Wurtzel cited data taken by tech firm Symphony Advanced Media (SymphonyAM), which measures audience viewership and has previously released information on how millennials use DVR and Hulu to watch their favorite fall shows. SymphonyAm used audio recognition software installed on mobile phones to capture Netflix and Amazon original series’ soundtracks as they played. In this way, Symphony was able to track the viewership of about 15,000 mobile users from September to December 2015.

During these four months, Symphony found a single Jessica Jones episode averaged 4.8 million viewers in the 18-49 demographic. The Aziz Ansari-starrer Master of None came in second at 3.9 million views, with Narcos placing third with 3.2 million views in the same time frame. Amazon’s Man in the High Castle, which is the platform’s most-streamed show of all time, boasted an average of 2.1 million adult viewers from September-December.

“This is in beta,” Wurtzel noted as per a report from The Hollywood Reporter. “I think they’re valid. They give you a sense of what the size is — whether it’s 4.4 million or 4.2 million, I don’t think [it] matters.”

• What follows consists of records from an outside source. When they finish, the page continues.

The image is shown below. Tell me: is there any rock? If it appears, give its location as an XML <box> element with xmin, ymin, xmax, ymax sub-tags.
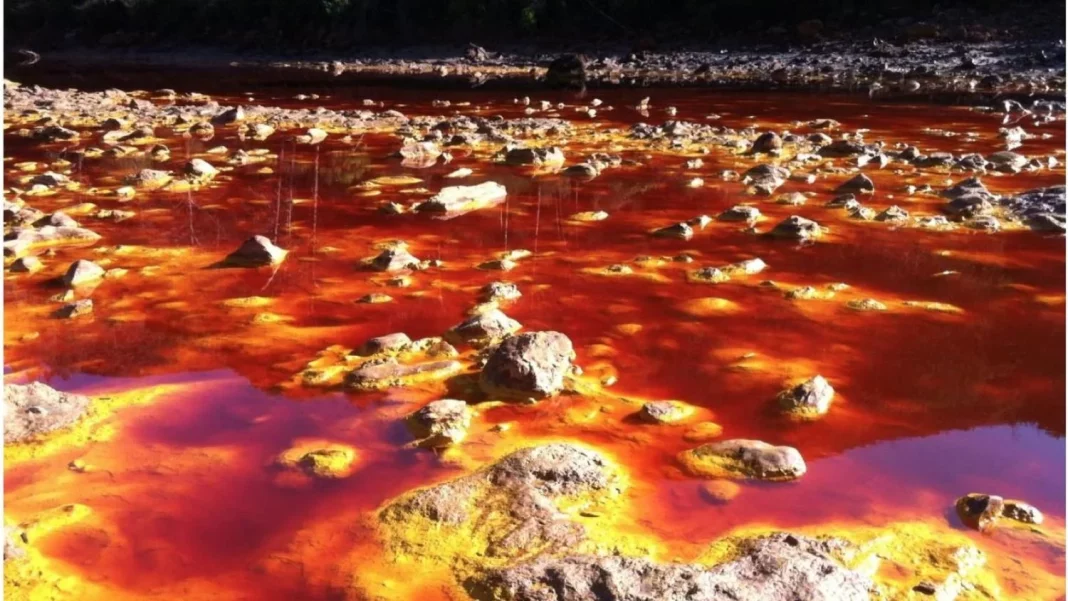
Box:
<box><xmin>11</xmin><ymin>256</ymin><xmax>45</xmax><ymax>273</ymax></box>
<box><xmin>849</xmin><ymin>203</ymin><xmax>877</xmax><ymax>221</ymax></box>
<box><xmin>1001</xmin><ymin>186</ymin><xmax>1065</xmax><ymax>232</ymax></box>
<box><xmin>779</xmin><ymin>375</ymin><xmax>834</xmax><ymax>420</ymax></box>
<box><xmin>545</xmin><ymin>54</ymin><xmax>586</xmax><ymax>90</ymax></box>
<box><xmin>294</xmin><ymin>127</ymin><xmax>327</xmax><ymax>146</ymax></box>
<box><xmin>3</xmin><ymin>526</ymin><xmax>26</xmax><ymax>563</ymax></box>
<box><xmin>352</xmin><ymin>332</ymin><xmax>411</xmax><ymax>357</ymax></box>
<box><xmin>415</xmin><ymin>181</ymin><xmax>507</xmax><ymax>216</ymax></box>
<box><xmin>211</xmin><ymin>107</ymin><xmax>245</xmax><ymax>125</ymax></box>
<box><xmin>638</xmin><ymin>400</ymin><xmax>693</xmax><ymax>424</ymax></box>
<box><xmin>775</xmin><ymin>192</ymin><xmax>808</xmax><ymax>207</ymax></box>
<box><xmin>464</xmin><ymin>44</ymin><xmax>492</xmax><ymax>63</ymax></box>
<box><xmin>504</xmin><ymin>146</ymin><xmax>565</xmax><ymax>167</ymax></box>
<box><xmin>846</xmin><ymin>299</ymin><xmax>886</xmax><ymax>311</ymax></box>
<box><xmin>679</xmin><ymin>439</ymin><xmax>806</xmax><ymax>480</ymax></box>
<box><xmin>3</xmin><ymin>225</ymin><xmax>100</xmax><ymax>257</ymax></box>
<box><xmin>749</xmin><ymin>131</ymin><xmax>783</xmax><ymax>155</ymax></box>
<box><xmin>567</xmin><ymin>210</ymin><xmax>609</xmax><ymax>222</ymax></box>
<box><xmin>237</xmin><ymin>123</ymin><xmax>274</xmax><ymax>142</ymax></box>
<box><xmin>741</xmin><ymin>164</ymin><xmax>790</xmax><ymax>196</ymax></box>
<box><xmin>690</xmin><ymin>267</ymin><xmax>731</xmax><ymax>284</ymax></box>
<box><xmin>33</xmin><ymin>125</ymin><xmax>78</xmax><ymax>142</ymax></box>
<box><xmin>701</xmin><ymin>480</ymin><xmax>741</xmax><ymax>505</ymax></box>
<box><xmin>126</xmin><ymin>169</ymin><xmax>172</xmax><ymax>190</ymax></box>
<box><xmin>274</xmin><ymin>442</ymin><xmax>360</xmax><ymax>479</ymax></box>
<box><xmin>371</xmin><ymin>248</ymin><xmax>420</xmax><ymax>272</ymax></box>
<box><xmin>987</xmin><ymin>151</ymin><xmax>1028</xmax><ymax>173</ymax></box>
<box><xmin>834</xmin><ymin>173</ymin><xmax>875</xmax><ymax>194</ymax></box>
<box><xmin>653</xmin><ymin>222</ymin><xmax>693</xmax><ymax>240</ymax></box>
<box><xmin>378</xmin><ymin>443</ymin><xmax>621</xmax><ymax>573</ymax></box>
<box><xmin>875</xmin><ymin>205</ymin><xmax>909</xmax><ymax>223</ymax></box>
<box><xmin>445</xmin><ymin>309</ymin><xmax>522</xmax><ymax>348</ymax></box>
<box><xmin>768</xmin><ymin>215</ymin><xmax>823</xmax><ymax>241</ymax></box>
<box><xmin>956</xmin><ymin>492</ymin><xmax>1005</xmax><ymax>531</ymax></box>
<box><xmin>56</xmin><ymin>299</ymin><xmax>93</xmax><ymax>319</ymax></box>
<box><xmin>63</xmin><ymin>259</ymin><xmax>104</xmax><ymax>288</ymax></box>
<box><xmin>1002</xmin><ymin>499</ymin><xmax>1043</xmax><ymax>524</ymax></box>
<box><xmin>480</xmin><ymin>332</ymin><xmax>575</xmax><ymax>399</ymax></box>
<box><xmin>564</xmin><ymin>162</ymin><xmax>600</xmax><ymax>179</ymax></box>
<box><xmin>719</xmin><ymin>205</ymin><xmax>760</xmax><ymax>223</ymax></box>
<box><xmin>819</xmin><ymin>140</ymin><xmax>869</xmax><ymax>158</ymax></box>
<box><xmin>185</xmin><ymin>159</ymin><xmax>219</xmax><ymax>183</ymax></box>
<box><xmin>223</xmin><ymin>236</ymin><xmax>288</xmax><ymax>267</ymax></box>
<box><xmin>397</xmin><ymin>141</ymin><xmax>441</xmax><ymax>169</ymax></box>
<box><xmin>480</xmin><ymin>282</ymin><xmax>523</xmax><ymax>301</ymax></box>
<box><xmin>3</xmin><ymin>382</ymin><xmax>90</xmax><ymax>444</ymax></box>
<box><xmin>30</xmin><ymin>171</ymin><xmax>70</xmax><ymax>188</ymax></box>
<box><xmin>405</xmin><ymin>398</ymin><xmax>471</xmax><ymax>448</ymax></box>
<box><xmin>465</xmin><ymin>533</ymin><xmax>875</xmax><ymax>601</ymax></box>
<box><xmin>345</xmin><ymin>359</ymin><xmax>462</xmax><ymax>391</ymax></box>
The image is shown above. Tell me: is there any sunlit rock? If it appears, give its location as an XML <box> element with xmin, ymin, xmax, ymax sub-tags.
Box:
<box><xmin>405</xmin><ymin>398</ymin><xmax>471</xmax><ymax>448</ymax></box>
<box><xmin>466</xmin><ymin>533</ymin><xmax>876</xmax><ymax>601</ymax></box>
<box><xmin>480</xmin><ymin>332</ymin><xmax>575</xmax><ymax>399</ymax></box>
<box><xmin>778</xmin><ymin>375</ymin><xmax>834</xmax><ymax>420</ymax></box>
<box><xmin>638</xmin><ymin>400</ymin><xmax>694</xmax><ymax>424</ymax></box>
<box><xmin>768</xmin><ymin>215</ymin><xmax>823</xmax><ymax>242</ymax></box>
<box><xmin>415</xmin><ymin>181</ymin><xmax>507</xmax><ymax>216</ymax></box>
<box><xmin>679</xmin><ymin>439</ymin><xmax>807</xmax><ymax>480</ymax></box>
<box><xmin>3</xmin><ymin>382</ymin><xmax>90</xmax><ymax>444</ymax></box>
<box><xmin>63</xmin><ymin>259</ymin><xmax>105</xmax><ymax>287</ymax></box>
<box><xmin>223</xmin><ymin>235</ymin><xmax>288</xmax><ymax>267</ymax></box>
<box><xmin>445</xmin><ymin>309</ymin><xmax>522</xmax><ymax>347</ymax></box>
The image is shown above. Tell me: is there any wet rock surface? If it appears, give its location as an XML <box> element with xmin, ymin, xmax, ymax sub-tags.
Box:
<box><xmin>679</xmin><ymin>439</ymin><xmax>807</xmax><ymax>480</ymax></box>
<box><xmin>481</xmin><ymin>332</ymin><xmax>575</xmax><ymax>399</ymax></box>
<box><xmin>466</xmin><ymin>534</ymin><xmax>875</xmax><ymax>601</ymax></box>
<box><xmin>405</xmin><ymin>398</ymin><xmax>471</xmax><ymax>448</ymax></box>
<box><xmin>3</xmin><ymin>382</ymin><xmax>90</xmax><ymax>444</ymax></box>
<box><xmin>378</xmin><ymin>443</ymin><xmax>617</xmax><ymax>559</ymax></box>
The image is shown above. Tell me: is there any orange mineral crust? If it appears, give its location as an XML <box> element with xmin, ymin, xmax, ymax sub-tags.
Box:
<box><xmin>4</xmin><ymin>79</ymin><xmax>1066</xmax><ymax>601</ymax></box>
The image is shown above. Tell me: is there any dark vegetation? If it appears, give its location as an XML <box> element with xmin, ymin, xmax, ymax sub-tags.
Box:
<box><xmin>4</xmin><ymin>0</ymin><xmax>1065</xmax><ymax>52</ymax></box>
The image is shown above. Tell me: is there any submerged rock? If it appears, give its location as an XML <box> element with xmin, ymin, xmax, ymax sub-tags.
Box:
<box><xmin>445</xmin><ymin>309</ymin><xmax>522</xmax><ymax>347</ymax></box>
<box><xmin>719</xmin><ymin>205</ymin><xmax>760</xmax><ymax>223</ymax></box>
<box><xmin>371</xmin><ymin>248</ymin><xmax>419</xmax><ymax>272</ymax></box>
<box><xmin>223</xmin><ymin>236</ymin><xmax>288</xmax><ymax>267</ymax></box>
<box><xmin>1001</xmin><ymin>186</ymin><xmax>1065</xmax><ymax>232</ymax></box>
<box><xmin>478</xmin><ymin>282</ymin><xmax>523</xmax><ymax>301</ymax></box>
<box><xmin>481</xmin><ymin>332</ymin><xmax>575</xmax><ymax>399</ymax></box>
<box><xmin>545</xmin><ymin>54</ymin><xmax>586</xmax><ymax>90</ymax></box>
<box><xmin>405</xmin><ymin>398</ymin><xmax>471</xmax><ymax>448</ymax></box>
<box><xmin>63</xmin><ymin>259</ymin><xmax>105</xmax><ymax>288</ymax></box>
<box><xmin>679</xmin><ymin>439</ymin><xmax>807</xmax><ymax>480</ymax></box>
<box><xmin>504</xmin><ymin>146</ymin><xmax>564</xmax><ymax>167</ymax></box>
<box><xmin>3</xmin><ymin>382</ymin><xmax>90</xmax><ymax>444</ymax></box>
<box><xmin>779</xmin><ymin>375</ymin><xmax>834</xmax><ymax>420</ymax></box>
<box><xmin>768</xmin><ymin>215</ymin><xmax>823</xmax><ymax>241</ymax></box>
<box><xmin>956</xmin><ymin>492</ymin><xmax>1005</xmax><ymax>531</ymax></box>
<box><xmin>56</xmin><ymin>299</ymin><xmax>93</xmax><ymax>319</ymax></box>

Wurtzel mainly highlighted Netflix and Amazon’s viewership numbers as part of what he called a “Netflix Reality Check” during his presentation. The NBC exec pointed out how reporters and the media must put the impact of streaming providers like Netflix and Amazon into perspective before claiming those providers are significantly hurting, and might even replace, the traditional and broadcast television networks. Those networks routinely pull in millions of views for episodes of their shows, too, and can more accurately track viewership on linear TV thanks to Nielsen (the firm is currently working on tech to track digital audience ratings, as well).

“It’s a very different business model,” Wurtzel said of Netflix. “Their business model is to make you write a check next month. So not every program on Netflix is a broad appeal program …. I don’t believe there’s enough stuff on Netflix that is broad enough and is consistent enough to affect us in a meaningful way on a regular basis.”